- IOC code: BHU
- NOC: Bhutan Olympic Committee
- Website: bhutanolympiccommittee.org
- Medals: Gold 0 Silver 0 Bronze 0 Total 0

Summer appearances
- 1984; 1988; 1992; 1996; 2000; 2004; 2008; 2012; 2016; 2020; 2024; 2028;

= Bhutan at the Olympics =

Bhutan has participated in every Summer Olympic Games since its debut in 1984. The nation has never competed at the Winter Olympic Games.

The Bhutan Olympic Committee was recognized by the International Olympic Committee on 23 November 1983, after being founded earlier that year by former Foreign Minister Lyonpo Dawa Tsering. To get official recognition, Bhutan needed five national sports federations, which they achieved.

Bhutanese Olympians have mostly competed in archery; however, the country has also taken part in events such as shooting, swimming, judo, and athletics. As of 2025, Bhutan has yet to win an Olympic medal. They sent their largest delegation of six archers to the 1984 Games. Their best results were in 2004, when Tashi Peljor and Tshering Choden both reached the round of 32 in men's and women's archery, respectively.

== History ==
The National Sports Association of Bhutan (NSAB) was established in 1972 and was the precursor of the Bhutan Olympic Committee (BOC).

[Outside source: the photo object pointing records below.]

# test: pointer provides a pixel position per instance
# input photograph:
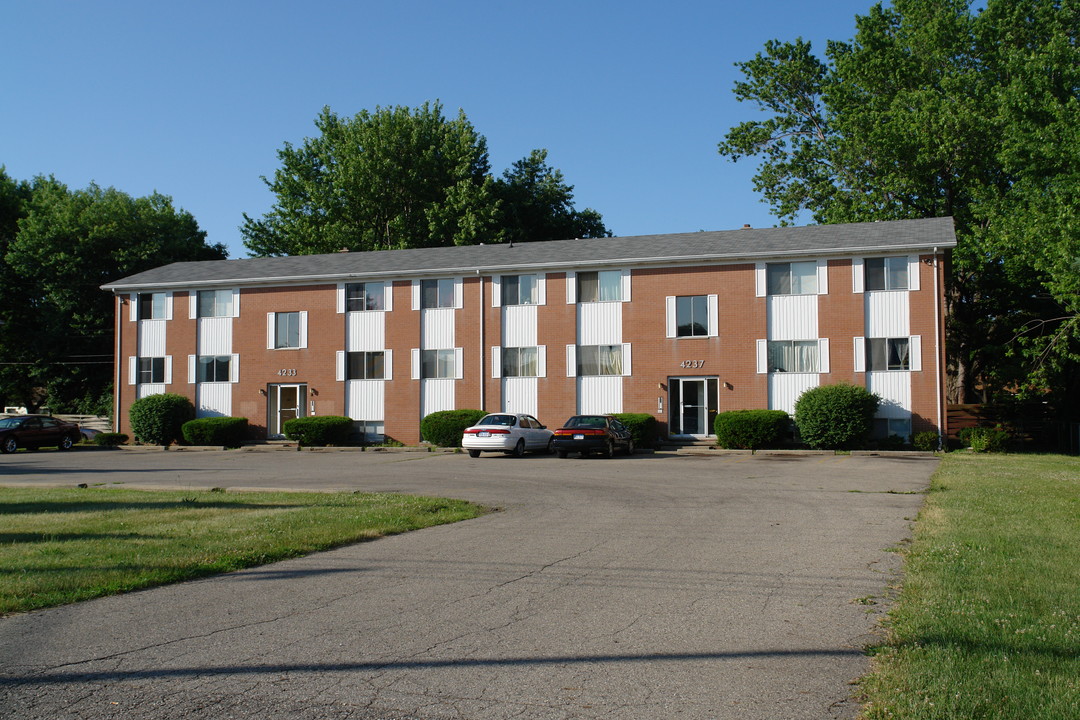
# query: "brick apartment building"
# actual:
(680, 326)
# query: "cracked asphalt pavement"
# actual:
(652, 586)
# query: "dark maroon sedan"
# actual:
(37, 431)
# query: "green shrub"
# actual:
(319, 431)
(642, 426)
(751, 430)
(445, 428)
(835, 417)
(110, 439)
(227, 432)
(159, 419)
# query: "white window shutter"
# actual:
(913, 272)
(915, 351)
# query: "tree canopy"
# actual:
(936, 109)
(400, 177)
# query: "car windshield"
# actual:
(586, 421)
(507, 420)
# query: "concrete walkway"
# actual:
(731, 586)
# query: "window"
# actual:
(521, 363)
(792, 277)
(602, 286)
(215, 303)
(599, 360)
(437, 364)
(365, 366)
(691, 316)
(214, 368)
(518, 289)
(365, 296)
(151, 306)
(151, 369)
(286, 333)
(886, 273)
(888, 354)
(436, 293)
(793, 355)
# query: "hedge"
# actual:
(319, 431)
(445, 428)
(751, 430)
(227, 432)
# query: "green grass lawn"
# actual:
(987, 624)
(62, 545)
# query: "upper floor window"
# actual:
(365, 296)
(886, 273)
(518, 289)
(215, 303)
(601, 286)
(792, 277)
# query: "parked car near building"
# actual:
(507, 432)
(36, 431)
(589, 433)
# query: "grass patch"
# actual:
(987, 624)
(62, 545)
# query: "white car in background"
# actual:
(508, 432)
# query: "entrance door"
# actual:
(693, 405)
(285, 403)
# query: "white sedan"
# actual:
(508, 432)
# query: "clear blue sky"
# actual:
(193, 99)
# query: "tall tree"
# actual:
(923, 114)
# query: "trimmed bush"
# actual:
(159, 419)
(445, 428)
(319, 431)
(227, 432)
(110, 439)
(642, 426)
(835, 417)
(751, 430)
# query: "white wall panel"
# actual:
(215, 336)
(888, 314)
(151, 338)
(785, 388)
(894, 389)
(599, 323)
(365, 399)
(599, 394)
(436, 394)
(793, 316)
(436, 328)
(213, 399)
(365, 331)
(520, 395)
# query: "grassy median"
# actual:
(66, 544)
(987, 624)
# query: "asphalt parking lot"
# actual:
(652, 586)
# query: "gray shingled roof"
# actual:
(679, 248)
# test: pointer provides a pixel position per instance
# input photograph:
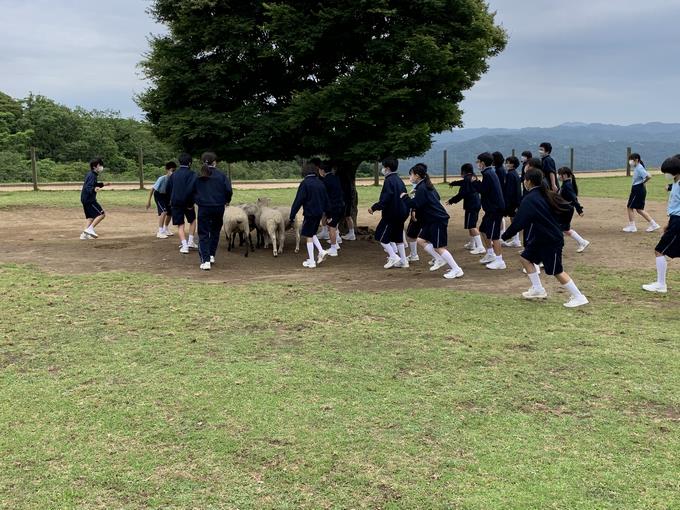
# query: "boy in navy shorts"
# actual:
(313, 198)
(94, 213)
(669, 244)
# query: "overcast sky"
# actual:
(611, 61)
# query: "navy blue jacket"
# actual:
(569, 194)
(427, 204)
(490, 189)
(335, 194)
(312, 197)
(180, 187)
(542, 227)
(213, 190)
(390, 202)
(512, 193)
(501, 173)
(549, 167)
(88, 194)
(467, 193)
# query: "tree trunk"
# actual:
(347, 173)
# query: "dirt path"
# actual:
(49, 239)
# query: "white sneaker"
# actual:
(451, 274)
(655, 287)
(487, 258)
(583, 246)
(438, 264)
(496, 264)
(533, 293)
(576, 301)
(391, 262)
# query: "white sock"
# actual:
(661, 267)
(430, 249)
(572, 288)
(535, 279)
(574, 235)
(401, 249)
(316, 242)
(389, 250)
(448, 258)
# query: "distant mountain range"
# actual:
(596, 146)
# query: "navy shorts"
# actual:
(390, 231)
(638, 194)
(550, 256)
(471, 219)
(161, 200)
(310, 226)
(436, 234)
(669, 244)
(179, 213)
(413, 229)
(337, 215)
(92, 210)
(491, 226)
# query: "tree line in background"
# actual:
(66, 139)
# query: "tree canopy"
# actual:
(350, 79)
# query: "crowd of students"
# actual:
(528, 196)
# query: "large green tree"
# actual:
(350, 79)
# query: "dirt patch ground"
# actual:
(48, 238)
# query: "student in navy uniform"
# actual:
(390, 229)
(548, 166)
(313, 198)
(160, 197)
(493, 204)
(569, 192)
(180, 188)
(540, 215)
(434, 221)
(414, 227)
(638, 194)
(212, 192)
(512, 195)
(471, 205)
(94, 213)
(669, 244)
(337, 205)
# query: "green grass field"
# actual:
(612, 187)
(117, 394)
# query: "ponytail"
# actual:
(565, 170)
(556, 202)
(208, 159)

The BOC was recognized by the International Olympic Committee (IOC) on 23 November 1983, (Note: Olympedia states it was given recognition by the IOC in April 1984.) after being founded in February of that year by the former Foreign Minister of Bhutan, Lyonpo Dawa Tsering. As of 2024, the BOC has affiliations with 16 national sports federations. In addition to the IOC, the BOC is also part of the five other international sports bodies: the Association of National Olympic Committees, the Olympic Council of Asia, the South Asia Olympic Council, the Asia-Pacific Oceana Sports Assembly, and the Far East and South Pacific Games Federation for the Disabled.

== Olympic overview ==

=== 1984 Summer Olympics ===

Bhutan sent a delegation to compete at the 1984 Summer Olympics in Los Angeles (LA), United States which took place from July 28 to August 12, 1984. It was the nation's debut appearance at the Summer Olympics. The delegation consisted of six athletes competing in archery. Thinley Dorji served as the team's flagbearer in the opening ceremony. Overall, the best result was Sonam Chuki, coming in 43rd, and the worst was Lhendup Tshering, coming 60th.

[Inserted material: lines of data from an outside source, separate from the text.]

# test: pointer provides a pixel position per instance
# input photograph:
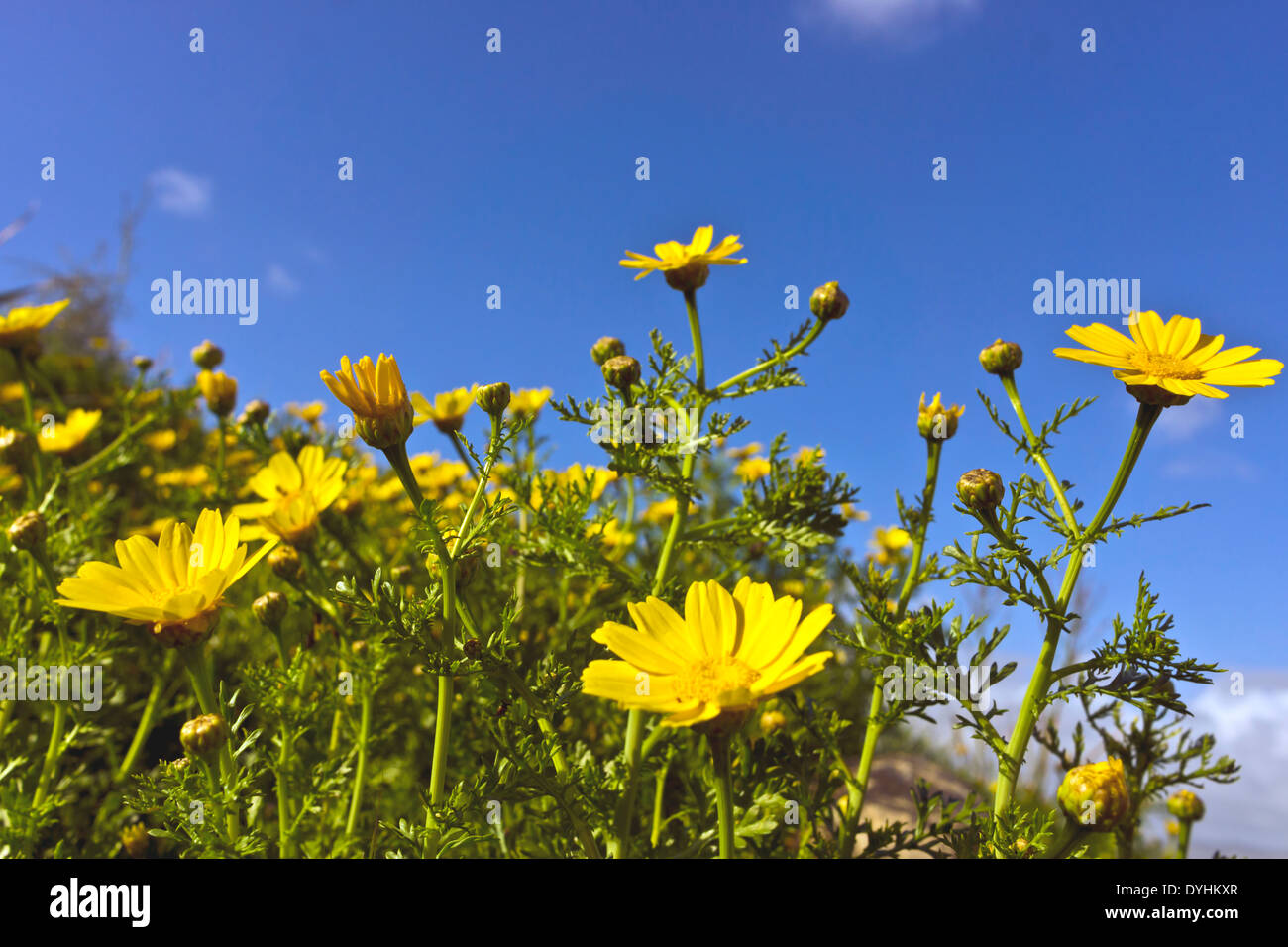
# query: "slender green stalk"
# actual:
(619, 843)
(1038, 455)
(722, 780)
(1010, 764)
(361, 772)
(146, 722)
(872, 732)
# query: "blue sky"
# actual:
(516, 169)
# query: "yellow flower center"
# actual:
(712, 678)
(1163, 365)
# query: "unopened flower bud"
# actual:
(27, 531)
(207, 356)
(219, 392)
(270, 609)
(1186, 806)
(980, 489)
(493, 398)
(204, 736)
(134, 840)
(284, 562)
(605, 348)
(1095, 795)
(1001, 357)
(828, 303)
(621, 371)
(938, 421)
(772, 720)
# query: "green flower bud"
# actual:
(204, 736)
(284, 562)
(134, 840)
(980, 489)
(828, 303)
(1186, 806)
(270, 609)
(1095, 795)
(29, 531)
(1001, 357)
(493, 398)
(605, 348)
(621, 371)
(207, 356)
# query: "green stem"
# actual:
(858, 789)
(1038, 455)
(361, 772)
(1009, 766)
(722, 783)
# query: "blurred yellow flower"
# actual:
(528, 401)
(60, 438)
(219, 390)
(449, 410)
(675, 256)
(183, 476)
(1175, 357)
(752, 470)
(175, 585)
(292, 493)
(24, 324)
(725, 655)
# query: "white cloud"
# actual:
(279, 279)
(179, 192)
(892, 16)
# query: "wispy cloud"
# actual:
(896, 16)
(281, 281)
(179, 192)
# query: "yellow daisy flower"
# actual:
(175, 585)
(1170, 363)
(60, 438)
(725, 655)
(528, 401)
(686, 263)
(24, 324)
(377, 397)
(449, 410)
(292, 493)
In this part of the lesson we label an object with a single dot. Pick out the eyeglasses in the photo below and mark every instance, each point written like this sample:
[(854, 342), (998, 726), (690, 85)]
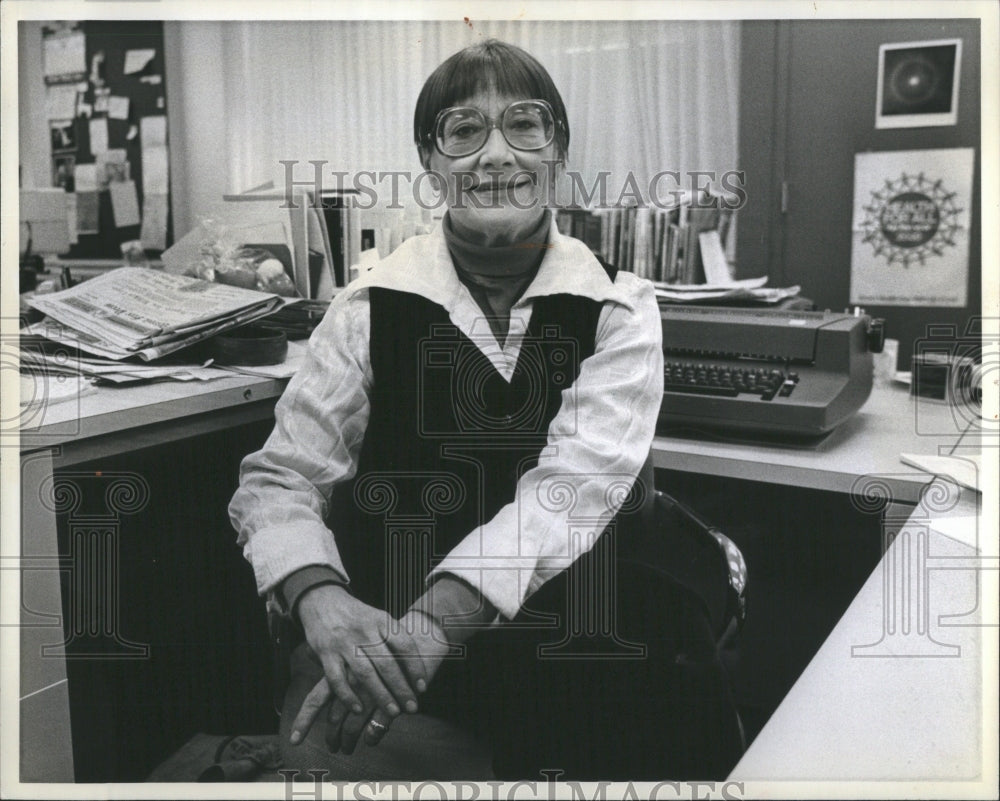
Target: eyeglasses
[(462, 130)]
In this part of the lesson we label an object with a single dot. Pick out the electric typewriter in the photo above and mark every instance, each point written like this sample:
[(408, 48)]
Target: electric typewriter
[(795, 374)]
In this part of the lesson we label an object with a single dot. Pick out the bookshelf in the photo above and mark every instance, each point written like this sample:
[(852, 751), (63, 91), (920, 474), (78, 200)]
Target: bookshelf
[(661, 244)]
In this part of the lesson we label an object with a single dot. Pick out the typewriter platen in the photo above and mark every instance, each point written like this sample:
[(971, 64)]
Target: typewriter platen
[(795, 374)]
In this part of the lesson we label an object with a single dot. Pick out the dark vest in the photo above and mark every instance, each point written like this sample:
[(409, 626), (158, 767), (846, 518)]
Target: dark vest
[(448, 437)]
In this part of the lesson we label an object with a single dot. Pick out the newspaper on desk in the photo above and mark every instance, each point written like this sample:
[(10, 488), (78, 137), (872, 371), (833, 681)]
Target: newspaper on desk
[(136, 311)]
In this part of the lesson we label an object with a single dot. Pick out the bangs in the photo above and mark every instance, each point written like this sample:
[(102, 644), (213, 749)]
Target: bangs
[(492, 66)]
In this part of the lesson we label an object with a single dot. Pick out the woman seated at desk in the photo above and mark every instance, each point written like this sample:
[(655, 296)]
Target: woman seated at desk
[(471, 418)]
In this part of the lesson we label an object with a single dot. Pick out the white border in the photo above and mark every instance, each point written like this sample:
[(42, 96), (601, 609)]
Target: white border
[(918, 120)]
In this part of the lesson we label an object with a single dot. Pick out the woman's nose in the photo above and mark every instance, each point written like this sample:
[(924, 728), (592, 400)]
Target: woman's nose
[(496, 151)]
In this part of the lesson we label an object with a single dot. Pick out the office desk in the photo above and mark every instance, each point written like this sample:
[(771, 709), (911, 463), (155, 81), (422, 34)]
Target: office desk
[(904, 689), (819, 713), (868, 444), (110, 422)]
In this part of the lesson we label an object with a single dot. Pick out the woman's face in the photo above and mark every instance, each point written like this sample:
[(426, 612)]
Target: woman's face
[(497, 195)]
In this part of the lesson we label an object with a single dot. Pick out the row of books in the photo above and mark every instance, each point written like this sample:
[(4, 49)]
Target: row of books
[(333, 236), (661, 244), (321, 240)]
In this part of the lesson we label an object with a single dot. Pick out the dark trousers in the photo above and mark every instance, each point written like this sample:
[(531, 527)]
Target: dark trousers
[(610, 671)]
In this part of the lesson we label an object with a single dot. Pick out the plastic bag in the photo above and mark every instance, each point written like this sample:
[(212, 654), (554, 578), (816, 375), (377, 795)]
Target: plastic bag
[(224, 259)]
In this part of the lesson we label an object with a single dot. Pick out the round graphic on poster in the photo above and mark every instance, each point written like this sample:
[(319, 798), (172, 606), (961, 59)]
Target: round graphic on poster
[(911, 219)]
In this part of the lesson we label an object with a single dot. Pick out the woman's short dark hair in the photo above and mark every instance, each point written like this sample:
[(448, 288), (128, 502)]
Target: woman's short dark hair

=== 1988 Summer Olympics ===

Bhutan sent three people to compete at the 1988 Summer Olympics in Seoul, South Korea which took place from 17 September to 2 October 1988. It was the nation's second consecutive appearance at the Summer Olympics. The delegation consisted of all archers. Pema Tshering served as the team's flagbearer in the opening ceremony. None of the Bhutanese archers advanced past the ranking round, both as teams and individuals. As individuals, their best placement was 73rd and the lowest was 80th. As a team, their placement was 22nd.

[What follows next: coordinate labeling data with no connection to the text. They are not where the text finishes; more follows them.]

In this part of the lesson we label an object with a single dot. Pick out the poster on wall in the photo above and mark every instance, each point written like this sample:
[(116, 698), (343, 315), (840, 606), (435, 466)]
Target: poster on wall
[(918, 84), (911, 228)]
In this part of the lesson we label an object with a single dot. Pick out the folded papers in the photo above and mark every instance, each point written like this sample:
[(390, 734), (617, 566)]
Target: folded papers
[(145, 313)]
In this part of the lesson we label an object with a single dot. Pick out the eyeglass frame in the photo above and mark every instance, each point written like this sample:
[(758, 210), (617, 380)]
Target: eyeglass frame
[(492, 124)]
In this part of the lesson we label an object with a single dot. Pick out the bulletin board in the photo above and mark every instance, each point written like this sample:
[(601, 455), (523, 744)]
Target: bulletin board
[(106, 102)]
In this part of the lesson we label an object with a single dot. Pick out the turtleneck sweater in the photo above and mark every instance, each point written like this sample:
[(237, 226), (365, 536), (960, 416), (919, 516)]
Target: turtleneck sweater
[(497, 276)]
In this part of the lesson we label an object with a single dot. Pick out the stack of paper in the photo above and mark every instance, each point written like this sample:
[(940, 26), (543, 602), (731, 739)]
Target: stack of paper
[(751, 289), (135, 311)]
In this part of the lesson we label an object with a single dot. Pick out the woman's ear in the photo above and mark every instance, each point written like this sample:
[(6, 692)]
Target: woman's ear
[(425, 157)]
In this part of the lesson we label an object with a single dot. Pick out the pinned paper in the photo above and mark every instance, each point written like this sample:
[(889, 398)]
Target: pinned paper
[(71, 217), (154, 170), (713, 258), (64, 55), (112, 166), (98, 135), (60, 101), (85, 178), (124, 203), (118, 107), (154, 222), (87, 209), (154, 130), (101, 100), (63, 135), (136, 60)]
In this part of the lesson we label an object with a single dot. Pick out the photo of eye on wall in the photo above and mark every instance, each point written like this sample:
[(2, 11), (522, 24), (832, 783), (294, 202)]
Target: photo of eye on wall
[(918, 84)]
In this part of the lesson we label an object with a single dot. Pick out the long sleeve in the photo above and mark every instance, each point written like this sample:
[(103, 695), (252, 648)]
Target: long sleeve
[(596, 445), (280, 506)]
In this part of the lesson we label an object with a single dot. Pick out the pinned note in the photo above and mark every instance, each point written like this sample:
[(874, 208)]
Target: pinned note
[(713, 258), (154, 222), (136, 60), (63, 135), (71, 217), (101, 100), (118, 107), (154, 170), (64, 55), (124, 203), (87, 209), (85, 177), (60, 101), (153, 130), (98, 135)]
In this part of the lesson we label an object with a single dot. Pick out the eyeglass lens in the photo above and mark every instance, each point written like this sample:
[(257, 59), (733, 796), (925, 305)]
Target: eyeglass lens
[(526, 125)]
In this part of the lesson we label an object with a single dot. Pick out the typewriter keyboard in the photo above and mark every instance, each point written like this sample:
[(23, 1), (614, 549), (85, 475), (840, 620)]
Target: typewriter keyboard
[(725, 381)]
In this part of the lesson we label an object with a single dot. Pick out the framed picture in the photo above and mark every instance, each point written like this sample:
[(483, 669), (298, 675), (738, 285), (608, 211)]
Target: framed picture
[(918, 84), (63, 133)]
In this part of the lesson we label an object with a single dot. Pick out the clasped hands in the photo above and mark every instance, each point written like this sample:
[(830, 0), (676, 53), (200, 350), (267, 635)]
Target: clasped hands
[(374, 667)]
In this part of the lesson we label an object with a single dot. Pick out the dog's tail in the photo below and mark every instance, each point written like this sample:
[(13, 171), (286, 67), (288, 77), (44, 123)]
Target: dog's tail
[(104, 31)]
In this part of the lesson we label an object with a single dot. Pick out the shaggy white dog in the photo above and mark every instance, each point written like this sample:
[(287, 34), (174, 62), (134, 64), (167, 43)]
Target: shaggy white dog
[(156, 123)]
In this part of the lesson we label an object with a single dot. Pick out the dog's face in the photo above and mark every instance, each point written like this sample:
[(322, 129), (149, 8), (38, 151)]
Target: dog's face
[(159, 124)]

=== 1992 Summer Olympics ===

Bhutan sent a delegation of six to compete at the 1992 Summer Olympics in Barcelona, Spain which took place from 25 July to 9 August 1992. It was the nation's third consecutive appearance at the Summer Olympics. The whole delegation consisted of archers. Jubzhang Jubzhang served as the team's flagbearer in the opening ceremony. None of the Bhutanese archers advanced past the ranking round, both as teams and individuals. The Bhutanese women's team was the only team to not advance to the Round of 16 in their event.

=== 1996 Summer Olympics ===

Bhutan's delegation sent to compete at the 1996 Summer Olympics in Atlanta, United States which took place from 19 July to 4 August 1996. It was the nation's fourth consecutive appearance at the Summer Olympics. The delegation consisted of two athletes competing in archery. Jubzhang again served as the team's flagbearer in the opening ceremony. None of the Bhutanese archers advanced past the Round of 64, with both of them being defeated by Ukrainians.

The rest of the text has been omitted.